Secondo il filosofo francese Bruno Latour, lo stesso che negli anni Novanta criticò la superbia con cui la modernità ha gestito i suoi sistemi di conoscenza, tutte le “cose” del mondo sarebbero in perenne relazione tra loro. La sua “ANT – Actor Network Theory” o teoria dell’attore-rete – considera infatti ogni porzione della realtà come il risultato dell’interazione tra entità che, umane o non- umane, animali o tecnologiche, reali o immaginarie, circolano costantemente e senza alcuna distinzione gerarchica. Esse si uniscono seguendo modalità più o meno codificabili attraverso i nostri strumenti percettivi ma, talvolta, come nel caso della mostra “HARDSCAPES” di Nina Canell, possono radunarsi in uno stesso perimetro dimostrando l’intrinseca ibridità della nostra esperienza.

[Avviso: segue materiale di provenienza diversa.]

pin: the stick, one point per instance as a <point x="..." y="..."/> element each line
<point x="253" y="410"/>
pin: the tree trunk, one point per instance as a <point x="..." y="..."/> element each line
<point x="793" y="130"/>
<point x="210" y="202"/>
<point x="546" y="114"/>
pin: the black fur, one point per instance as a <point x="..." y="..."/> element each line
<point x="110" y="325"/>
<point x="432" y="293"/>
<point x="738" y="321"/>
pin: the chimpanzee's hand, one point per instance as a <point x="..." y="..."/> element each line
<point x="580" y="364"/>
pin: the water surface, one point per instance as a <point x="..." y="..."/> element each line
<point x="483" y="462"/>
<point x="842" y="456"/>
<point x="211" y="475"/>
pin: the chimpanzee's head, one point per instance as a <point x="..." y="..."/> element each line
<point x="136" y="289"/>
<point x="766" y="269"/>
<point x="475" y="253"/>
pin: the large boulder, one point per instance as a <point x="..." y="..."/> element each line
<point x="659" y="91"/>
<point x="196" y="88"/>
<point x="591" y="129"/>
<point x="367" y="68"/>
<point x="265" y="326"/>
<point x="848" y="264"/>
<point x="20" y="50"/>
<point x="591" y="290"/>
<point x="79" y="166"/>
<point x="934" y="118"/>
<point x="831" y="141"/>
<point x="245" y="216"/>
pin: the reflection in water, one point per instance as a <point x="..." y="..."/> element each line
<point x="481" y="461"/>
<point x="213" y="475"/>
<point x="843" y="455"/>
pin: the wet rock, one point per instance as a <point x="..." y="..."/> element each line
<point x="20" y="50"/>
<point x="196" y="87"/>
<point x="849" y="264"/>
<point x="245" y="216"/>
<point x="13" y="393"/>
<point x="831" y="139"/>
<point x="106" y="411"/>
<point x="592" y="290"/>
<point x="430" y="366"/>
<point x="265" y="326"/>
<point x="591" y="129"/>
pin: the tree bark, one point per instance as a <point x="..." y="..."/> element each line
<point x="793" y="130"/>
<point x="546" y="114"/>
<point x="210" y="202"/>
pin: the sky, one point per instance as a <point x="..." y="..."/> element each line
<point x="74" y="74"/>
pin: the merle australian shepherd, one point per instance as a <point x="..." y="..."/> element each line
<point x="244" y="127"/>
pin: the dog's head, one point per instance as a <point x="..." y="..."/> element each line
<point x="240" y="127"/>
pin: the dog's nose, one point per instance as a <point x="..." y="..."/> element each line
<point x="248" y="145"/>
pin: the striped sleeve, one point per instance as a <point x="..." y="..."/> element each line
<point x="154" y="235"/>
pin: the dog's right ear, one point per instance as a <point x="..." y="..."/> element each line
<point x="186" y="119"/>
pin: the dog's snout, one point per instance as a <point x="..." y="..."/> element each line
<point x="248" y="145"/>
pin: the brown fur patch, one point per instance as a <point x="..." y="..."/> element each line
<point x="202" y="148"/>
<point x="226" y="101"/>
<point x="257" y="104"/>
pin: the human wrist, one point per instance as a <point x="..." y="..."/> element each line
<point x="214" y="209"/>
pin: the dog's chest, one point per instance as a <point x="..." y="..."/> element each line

Negli spazi monumentali dell’ex polo industriale torinese, l’artista svedese presenta un’installazione avvolgente composta da due opere che, già per il loro essere state allestite l’una nell’/sull’altra, dichiarano quantomeno la loro appartenenza a una comune “rete” di significati concettuali. Su un pavimento ben delimitato realizzato con sedici tonnellate di conchiglie calpestabili (Muscle Memory, 2021), è posizionato un imponente led wall su cui scorrono placide le immagini di Energy Budget (2017–18): un video in loop in cui le riprese di una lumaca leopardo si alternano a quelle di enormi grattacieli cinesi. Mentre l’animale è intento a esplorare un quadro elettrico dismesso e, con la sua proverbiale lentezza, si muove tra cavi e relè seguendo istintivamente l’energia residua che ancora li attraversa, le dettagliate riprese della sua pelle traslucida evidenziano le forze, stavolta biologiche, interne ai suoi fasci di muscoli. Potenziata dall’ingrandimento della macrofotografia, la rappresentazione di questa interazione tra energie naturali e artificiali sembra essere plasticamente restituita anche dalle immagini dei mastodontici edifici. Questi ultimi, infatti, sono costituiti da strutture alveolari che ricordano le fattezze dei circuiti elettrici e che, come vorrebbe il feng-shui, presentano grandi aperture funzionali a consentire il passaggio di potenti flussi energetici o degli enormi draghi in cui crede la mitologia cinese. Tra le fisse immagini delle imponenti architetture, non a caso, piante e panni stesi si muovono con leggerezza come fossero sospinti da qualcosa di invisibile e impalpabile.
A prescindere dal loro essere tecnologiche, naturali o mistiche, le entità che si manifestano in Energy budget coesistono una accanto all’altra e, ognuna con le proprie possibilità, costruiscono un’interfaccia di relazioni simbiotiche in cui l’umano non è la solita componente dominante. Anzi, il video limita la sua capacità di intervenire sulla realtà – quella che Latour chiama “agentività” – e al massimo presenta le tracce della sua esistenza in una prospettiva post-antropocentrica o anti-moderna. È evidente, per esempio, che i pannelli elettrici su cui si muove la lumaca siano dismessi, così come è chiaro che quegli enormi oggetti residenziali rappresentino una critica all’ambiguità del modello sociale turbocapitalista.
Anche quando lo spettatore cammina su Muscle Memory e, con il peso del suo corpo, contribuisce a frammentare rumorosamente i gusci di conchiglia sotto i suoi piedi, non si verifica alcuna evidente prevaricazione e forse sono addirittura sovvertiti i più consueti rapporti relazionali. Non solo perché, come sostiene Canell, il calpestio è generato da un “mucchio di ossa che schiaccia altre ossa”, ma perché i materiali di questa grande scultura a pavimento, solitamente triturati industrialmente per essere usati come inerti nell’edilizia, sono qui sgretolati lentamente secondo un processo che li sottrae dai tempi del progresso ri-avvicinandoli ai rassicuranti e più dilatati ritmi geologici.
In effetti “HARDSCAPES” – che anche nel titolo allude alle infrastrutture umane con un impatto paesaggistico – è un’immersione nella mescolanza. Rappresenta l’interazione tra entità eterogenee ma tutte bisognose di energia e, per mezzo della tecnologia, dei nostri corpi e della rappresentazione della natura, delinea la possibilità di un’alleanza umana, non-umana e, forse, immaginaria: un ambiente protetto, sicuro e ben perimetrato per un’esperienza concreta di pluralità e alterità.